蜜柑とアイスの共存

吹いてなぞって囁いて




 ルチルは、ふわふわで、かわいくて。目を離していたら風船のようにどこかへ飛んでいってしまいそうなんだけれど、でも、子供達のために朗読をするときの声は、柔らかさの中にも一本しっかりとした芯が通っている。
 気が付けば彼から目が離せなくなって、そうしている内に、いつからか彼と目が合う回数が増えるようになって。今は、閉じたまぶたをじっくりと見つめていられるような関係になっていた。
「──ねぇ、ハイド」
「──…ぁ、え、ルチル?」
 ただ、彼と親密な関係を築くようになってから、それまでは感じたことのなかった鋭さを見るようにもなった。例えば今みたいな。彼はおれを壁際に追い詰めて、逃げられないようにおれの身体を挟み込むよう両手をついて、身じろぎをしただけで触れそうな距離で、おれのことを見つめていた。
 彼の瞳の奥には熱っぽさが浮かんでいる。首元をやわく刺していた空気は、背筋を通ってぞくぞくとしたものを全身に運んでいく。時折見せる彼の淫靡な表情はもはや麻薬といっても差し支えないほど、おれの思考を鈍らせる。
 彼の指先がおれの顎をすくった。瞳の奥を覗かれて、すべてを見透かされている気分になる。
「……ふふ、赤くなってる」
 そう呟いて彼の指先がくすぐるように頬を滑る。彼の蠱惑的な行動にただでさえ早鐘を打っているおれの心臓を、より一層どぎまぎさせた。視線をうろうろさまよわせるおれに目を細めた彼は、唇同士が触れるか触れないかのぎりぎりまで顔を寄せて、口元に弧を作る。
「……かわいい♡」
 本来なら、あまり言われても嬉しいと感じないはずの褒め言葉も恋人のひいき目という者なのか、それとも彼の人柄があるのか。ささやかれるたびにふわついた気分になる。そんなおれをしってか知らずか、スイッチの入った彼はまるで好物に食らいつくかのようなキスをした。……否彼が行儀を気にせず食事をしたことを見たことがないから、もしかしたら彼にそうされるのはおれだけの特権なのかもしれない。そうであれば、誰に誇示するでもない優越感に浸れてしまうのだが。おれの、おれだけのルチル。しっとりとした彼の唇の感触が押しつけられて、すぐに舌でぺろりと舐められる。応えるようにうっすらと唇を開けると、性急にも感じる熱が入り込んできた。
 上顎も、舌も、歯も。彼に触れられたところはどこもかしこも気持ちがいい。あくまでもこちらを甘やかすていだけれどどこか強引さも感じるそれ。彼のスイッチが入ったときは、彼に身を任せて好きにさせてやるのが一番だ。おれもそろそろ分かってきた。彼の二面性にうっとりと目を細めながら、溢れる唾液をこぼさないようにゴクリと嚥下した。

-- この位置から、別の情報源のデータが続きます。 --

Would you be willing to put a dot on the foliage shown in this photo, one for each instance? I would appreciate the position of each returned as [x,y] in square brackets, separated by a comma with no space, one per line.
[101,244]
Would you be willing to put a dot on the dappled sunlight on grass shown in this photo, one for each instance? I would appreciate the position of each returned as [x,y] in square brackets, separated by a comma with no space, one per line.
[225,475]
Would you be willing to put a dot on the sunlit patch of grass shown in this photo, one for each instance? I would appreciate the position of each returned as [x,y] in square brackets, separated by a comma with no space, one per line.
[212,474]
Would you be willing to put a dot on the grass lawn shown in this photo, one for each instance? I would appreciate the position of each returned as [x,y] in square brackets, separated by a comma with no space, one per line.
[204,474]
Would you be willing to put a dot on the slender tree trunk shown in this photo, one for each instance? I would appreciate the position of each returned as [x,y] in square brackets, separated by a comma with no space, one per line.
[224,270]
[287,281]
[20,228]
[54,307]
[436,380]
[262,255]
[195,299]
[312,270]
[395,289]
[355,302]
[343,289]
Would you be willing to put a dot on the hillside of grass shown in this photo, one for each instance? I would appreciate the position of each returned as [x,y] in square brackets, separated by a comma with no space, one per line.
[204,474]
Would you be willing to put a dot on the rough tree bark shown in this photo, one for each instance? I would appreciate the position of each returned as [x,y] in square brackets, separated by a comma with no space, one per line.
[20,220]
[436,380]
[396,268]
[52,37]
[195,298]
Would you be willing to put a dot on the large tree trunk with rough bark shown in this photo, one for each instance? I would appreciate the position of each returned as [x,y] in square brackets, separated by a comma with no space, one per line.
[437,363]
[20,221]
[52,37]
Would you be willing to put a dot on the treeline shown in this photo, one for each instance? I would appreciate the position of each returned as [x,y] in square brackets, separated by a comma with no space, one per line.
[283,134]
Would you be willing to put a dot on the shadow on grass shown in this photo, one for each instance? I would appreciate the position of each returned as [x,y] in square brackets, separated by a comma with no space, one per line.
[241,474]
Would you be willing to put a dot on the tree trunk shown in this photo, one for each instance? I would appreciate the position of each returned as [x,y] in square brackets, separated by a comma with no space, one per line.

 どれだけキスをしていただろう。そろそろ他の場所も触ってほしくて、彼のことも触りたくてもどかしくなってしまった。そっと離れた彼を見上げると、彼の唇はお互いの唾液で濡れそぼっておりなんとも目に毒だ。目元と頬はうっすら赤く上気している。真っ赤な舌で唾液を舐めとり、彼は妖艶に微笑んだ。
 いつもなら、お互いの服に手をかけてことを進めるはずなのだが今日は違うようだ。先ほどの雰囲気から一転して、大切なものを扱うようにおれの背中に手を回して肩口に顔をうずめる。子供通しでもしそうなハグだ。安心はするけれど、うって変わった行動に多少困惑する。より密着したことにより、腰のあたりにしっかりと彼の熱を感じているのも一つの要因かもしれない。彼の熱をおれが感じられるということは、彼もおれの熱を感じていることにほかならない。
 安心するような、落ち着かないような気持ちで抱擁を続けているとルチルがそっとささやいた。ぞわりと甘やかな痺れがおれを惑わせる。
「ふふ、こうやってしているだけでも、気持ちいいね」
「……否定はしないけど、どうしたの、今日は焦らす方向?」
 膝でそっと彼の中心を刺激してやれば、鼻にかかったような吐息がおれの耳を撫でた。ぞわぞわ、おれの持つ熱は余計に温度を上げていく。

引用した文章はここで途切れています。